The valve is the workhorse of every zone: the controller energizes a 24 VAC solenoid, the diaphragm lifts, and water flows. When a zone won't run — or won't stop — the valve is the first place to look.
PGV: the residential standard
The PGV series covers ¾" and 1" zones in every configuration: angle, in-line, male × male, or barb. The 1" PGV-101G with flow control is the safe default for residential systems — flow control lets you throttle a zone that mists, and the captive solenoid plunger means no lost parts during service. PGV handles flows from 0.5 to 30 GPM.
ICV: commercial and hard conditions
The ICV is a heavy-duty glass-filled nylon valve rated to 220 PSI, available in 1" to 3" sizes. Specify it for commercial mainlines, high-pressure supplies, or reclaimed/dirty water (add the Filter Sentry option). If a PGV diaphragm keeps failing on a high-pressure system, moving to ICV usually ends the problem.
Troubleshooting a dead zone
- Zone never turns on: swap the wire from a working zone at the controller. If the dead zone now runs, the problem is field wiring; if not, it's the solenoid or diaphragm.
- Manual bleed test: twist the solenoid a quarter-turn. Water flowing means the electrical side (solenoid or wire) is at fault; no water points to the diaphragm or a closed flow control.
- Solenoid swap: Hunter solenoids are interchangeable across PGV, ICV, SRV, and JT valves — a two-minute, screw-on fix and by far the most common repair part we ship.
- Zone won't shut off: almost always debris under the diaphragm.
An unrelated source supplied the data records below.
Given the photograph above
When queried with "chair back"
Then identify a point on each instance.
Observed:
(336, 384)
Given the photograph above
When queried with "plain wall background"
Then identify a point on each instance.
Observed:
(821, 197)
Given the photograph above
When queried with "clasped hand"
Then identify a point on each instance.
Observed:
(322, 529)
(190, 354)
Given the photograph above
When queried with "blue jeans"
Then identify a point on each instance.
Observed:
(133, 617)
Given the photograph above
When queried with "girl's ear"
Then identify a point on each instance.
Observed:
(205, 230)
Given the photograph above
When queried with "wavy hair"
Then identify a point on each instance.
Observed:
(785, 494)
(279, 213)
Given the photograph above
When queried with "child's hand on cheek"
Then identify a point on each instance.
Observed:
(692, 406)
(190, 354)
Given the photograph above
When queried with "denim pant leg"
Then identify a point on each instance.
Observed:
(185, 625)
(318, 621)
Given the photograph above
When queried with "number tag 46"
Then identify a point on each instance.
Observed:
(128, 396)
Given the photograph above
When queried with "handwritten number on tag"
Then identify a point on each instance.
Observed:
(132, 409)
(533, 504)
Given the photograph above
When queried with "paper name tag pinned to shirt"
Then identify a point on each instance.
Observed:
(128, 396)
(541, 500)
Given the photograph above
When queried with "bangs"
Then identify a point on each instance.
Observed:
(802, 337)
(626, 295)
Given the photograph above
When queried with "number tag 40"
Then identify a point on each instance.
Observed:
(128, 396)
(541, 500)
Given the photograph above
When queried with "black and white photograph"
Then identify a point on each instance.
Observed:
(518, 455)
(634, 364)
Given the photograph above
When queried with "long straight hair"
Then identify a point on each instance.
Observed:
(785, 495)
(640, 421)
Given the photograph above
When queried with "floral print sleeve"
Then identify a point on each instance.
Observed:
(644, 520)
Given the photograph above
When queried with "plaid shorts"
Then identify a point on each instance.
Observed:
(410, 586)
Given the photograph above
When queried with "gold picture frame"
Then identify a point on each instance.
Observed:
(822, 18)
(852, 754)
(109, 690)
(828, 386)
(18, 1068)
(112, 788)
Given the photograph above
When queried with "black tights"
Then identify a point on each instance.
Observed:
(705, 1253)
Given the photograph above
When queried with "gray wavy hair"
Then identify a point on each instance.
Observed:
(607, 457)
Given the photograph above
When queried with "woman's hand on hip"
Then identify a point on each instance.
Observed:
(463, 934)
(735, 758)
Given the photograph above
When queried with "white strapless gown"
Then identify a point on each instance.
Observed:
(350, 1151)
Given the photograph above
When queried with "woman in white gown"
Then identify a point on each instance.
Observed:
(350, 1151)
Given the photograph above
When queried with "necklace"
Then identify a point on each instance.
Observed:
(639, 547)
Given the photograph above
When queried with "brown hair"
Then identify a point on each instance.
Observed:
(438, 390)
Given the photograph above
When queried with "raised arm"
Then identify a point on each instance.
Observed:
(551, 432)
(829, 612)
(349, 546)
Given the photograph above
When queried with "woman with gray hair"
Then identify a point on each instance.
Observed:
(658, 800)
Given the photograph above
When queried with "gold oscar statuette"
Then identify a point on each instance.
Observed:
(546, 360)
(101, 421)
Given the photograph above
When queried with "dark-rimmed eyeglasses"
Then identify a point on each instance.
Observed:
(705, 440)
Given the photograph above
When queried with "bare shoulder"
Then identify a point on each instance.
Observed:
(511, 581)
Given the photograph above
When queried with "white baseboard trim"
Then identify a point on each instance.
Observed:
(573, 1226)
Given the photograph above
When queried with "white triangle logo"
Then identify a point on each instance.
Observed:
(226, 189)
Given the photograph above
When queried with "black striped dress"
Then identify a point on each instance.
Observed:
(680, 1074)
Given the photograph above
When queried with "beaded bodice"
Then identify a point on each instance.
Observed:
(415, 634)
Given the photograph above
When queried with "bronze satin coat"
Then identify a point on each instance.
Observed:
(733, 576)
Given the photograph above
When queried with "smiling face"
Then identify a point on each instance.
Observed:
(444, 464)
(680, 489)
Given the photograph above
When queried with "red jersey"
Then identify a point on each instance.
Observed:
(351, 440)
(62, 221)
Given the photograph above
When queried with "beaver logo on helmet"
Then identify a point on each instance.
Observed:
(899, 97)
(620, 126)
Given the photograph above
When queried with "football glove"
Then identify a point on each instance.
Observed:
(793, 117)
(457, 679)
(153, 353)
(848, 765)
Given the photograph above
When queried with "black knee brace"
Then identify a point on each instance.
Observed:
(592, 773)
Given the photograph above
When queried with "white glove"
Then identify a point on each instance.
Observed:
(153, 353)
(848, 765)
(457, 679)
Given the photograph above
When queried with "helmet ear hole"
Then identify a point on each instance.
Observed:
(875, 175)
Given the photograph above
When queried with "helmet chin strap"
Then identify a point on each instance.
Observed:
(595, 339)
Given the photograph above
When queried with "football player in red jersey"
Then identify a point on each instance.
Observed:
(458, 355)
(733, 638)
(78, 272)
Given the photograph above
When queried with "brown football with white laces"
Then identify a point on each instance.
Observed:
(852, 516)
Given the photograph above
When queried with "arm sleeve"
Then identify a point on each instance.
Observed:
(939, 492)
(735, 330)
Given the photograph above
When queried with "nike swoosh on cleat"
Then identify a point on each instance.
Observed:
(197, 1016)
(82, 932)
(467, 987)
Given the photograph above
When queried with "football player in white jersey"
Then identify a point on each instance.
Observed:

Shut the water, open the bonnet, rinse the diaphragm, and check it for tears.
Buying tips
- Match the valve size to your flow, not your pipe: a 1" valve on a ¾" line is fine and reduces pressure loss.
- Always install valves in a box with unions or swing joints for serviceability.
- Keep one spare solenoid and diaphragm per valve model on hand — mid-season failures never happen at a convenient time.